Amerikas Notenbankchef Ben Bernanke hat die meisten Experten und mit ihnen die Finanzmärkte auf dem falschen Fuß erwischt, weil er nicht – wie vielfach erwartet – den Ausstieg aus dem Anleihenkaufprogramm der Fed verkündet hat, sondern alles beim alten lässt. Warum hat Bernanke so gehandelt – und was heißt das für die Anleger?

Ein guter Bekannter hat mir soeben erzählt, dass er sich so sicher war, dass die Fed die Anleihenkäufe verringern werde, dass er kräftig short mit Aktien gehen wollte. Er hat es dann doch nicht getan – und sich herbe Verluste erspart. So wie ihm ging es den meisten Experten. Sie erwarteten, dass die Fed das Volumen der Käufe von US-Staatsanleihen und Hypothekenpfandbriefen von 85 Milliarden auf 75 bis 80 Milliarden Dollar zurückfahren und dann jeden Monat die Käufe weiter kürzen werde. Nun bricht die Kritik über Bernanke herein – aber, wie ich finde, zu unrecht. Denn er hat konsequent gehandelt.

Erstens hat er nie als sicher ausgegeben, dass er im September mit der Rückführung der Anleihenkäufe beginnen werde, sondern ab Mai, als er das erste mal davon sprach, immer gesagt, es hänge von den Daten ab.

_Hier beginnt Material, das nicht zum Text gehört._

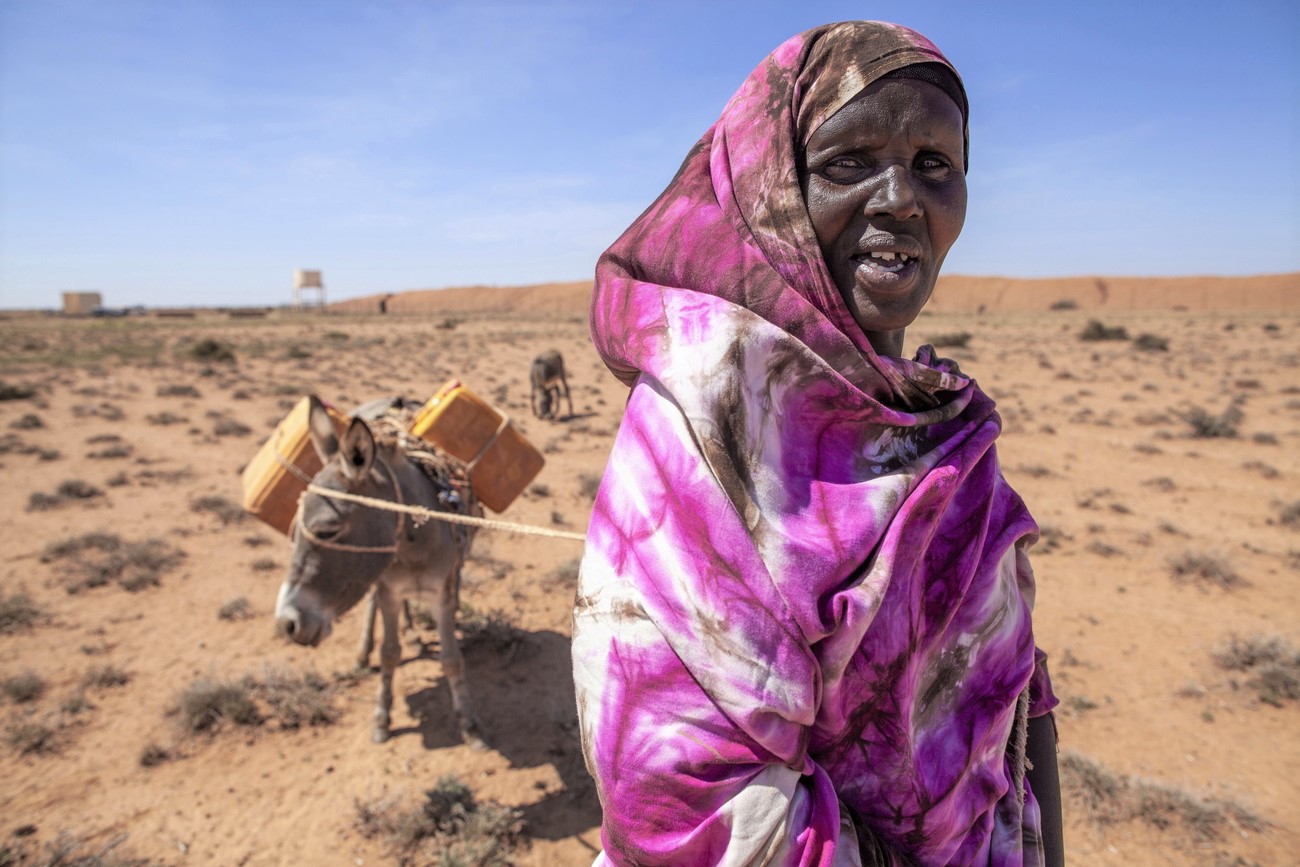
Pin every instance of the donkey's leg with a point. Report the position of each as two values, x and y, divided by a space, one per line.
363 655
454 663
390 654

Und die Konjunkturdaten haben sich in den letzten Wochen nicht mehr so uneingeschränkt positiv entwickelt wie zuvor. Vor allem der Arbeitsmarkt, auf den Bernanke sein Hauptaugenmerk legt, kommt nicht so gut voran wie es der Fed vorschwebt. Die Arbeitslosenquote nähert sich zwar mit 7,3 Prozent der Zielquote von 6,5 Prozent an – aber teilweise aus den falschen Gründen. Immer mehr arbeitslose Amerikaner haben nämlich die Suche aufgegeben.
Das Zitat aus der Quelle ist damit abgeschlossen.